Filed under: Uncategorized — Tags: , , , , , , — Murray @ 1:25 pm

Eye witnesses are a nightmare for me cause they’re so believable. Everyone believes they saw what they say they saw. Even if we read tons of stories in newspapers about some guy getting out of prison after 30 years because some DNA proved that he couldn’t be the guy the eyewitness id’d. Even though we see these reports over and over – you put an eyewitness up there and he says “He’s the guy!” pointing at my client and the jury is going to convict.
Recently in trial – liquor store robbery with guns and a shootout. The witness who is in the shootout says he saw everything, everything down to minute details about how my guy looked.
I ask. “How’s your vision?”
Without hesitation – “Perfect.”
But it looks like one of his eyes is higgly so I ask –
“Is something wrong with your right eye?”
“My right eye?

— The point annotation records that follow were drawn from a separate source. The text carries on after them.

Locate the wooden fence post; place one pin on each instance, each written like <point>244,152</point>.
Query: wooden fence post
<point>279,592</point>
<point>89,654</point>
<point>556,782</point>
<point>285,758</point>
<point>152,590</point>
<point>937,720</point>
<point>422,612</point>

Yeah, it’s a prosthetic.”

September 28, 2008

POWER IN THE COURT

Filed under: Uncategorized — Tags: , , , , , , , — Murray @ 10:42 pm

I’m in a rape trial – titanic forces of evil and good crashing against each other.
What’s the Climax of this Cosmic Confrontation for me?
I call a witness and I project a map of southern California onto the big screen for the jury. There’s an issue about the route the alleged victim took to get to Los Angeles where she was allegedly brutally raped by my client. You don’t want to know the details, trust me. I pull out my LASER PEN – I’ve been waiting to do this ever since I got the pen few weeks ago from another lawyer during another trial. But I didn’t have occasion to use it until now, 3 weeks into this trial.
I’m pointing on the map with MY LASER trying to locate Temecula, California and all of a sudden there’s another beam on the map – this beam is coming from the direction of the bench – the Judge.
HIS HONOR has whipped out HIS LASER PEN and he’s pointing it right on Temecula – “thank you your honor”, I say. I’m hoping he’ll back off but no he keeps it right on the map going to all the other cities we’re talking about – San Clemente, San Diego, Riverside, San Bernadino. I’m thinking what am I gonna do? Could I say “Your honor could you just let me use my goddamn LASER?.” No, I couldn’t.
I diplomatically with reluctance withdraw my LASER. The judge finishes up MY PRESENTATION with HIS LASER.
What can you do?

September 12, 2008

YOU’D THINK I KILLED SOMEONE – THAT’S MY ARM IN THE PHOTO

Filed under: Uncategorized — Tags: , , , , , , , , — Murray @ 3:32 pm
OMG I’m sent out for trial downtown to begin my 7 count forcible rape re-trial. That’s ok but I have a preliminary hearing set the next day in Long Beach. It’s been postponed a few times. And I’ve got another trial set the next week (14 counts of robbery) also in Long Beach. The Judge wants to see me. The DA wants to see me. There I am surrounded by the Judge, the 2 DA’s – the one on the preliminary hearing and the one on the robbery trials. They’re “frustrated”. They’re “upset”. They’re “pissed off”. At ME! Cause “YOU GOT YOURSELF ENGAGED!” (for you non criminal attorneys “being engaged” has nothing to do with marriage or sex. [well, maybe] It means that you can only do one thing at a time. If you’re in a trial well you’re not going to be able to do a preliminary hearing or another trial. That’s what it means. I’m a trial lawyer – I go to trials when some judge tells me I’m going. That’s it. But there I am in Long Beach being accused of “GETTING MYSELF ENGAGED!” That’s exactly what the DA’s say. “Mr. Meyer continues to get himself engaged!” They’re beside themselves with anger. You’d think I’d done all the rapes, carjackings, and kidnappings. Okay so their schedules had to be changed. They work me over good. By the time I slink out of there I am so relieved that I’m still in one piece and not in jail myself, I’m actually really looking forward to the relaxation of fighting my forcible rape trial.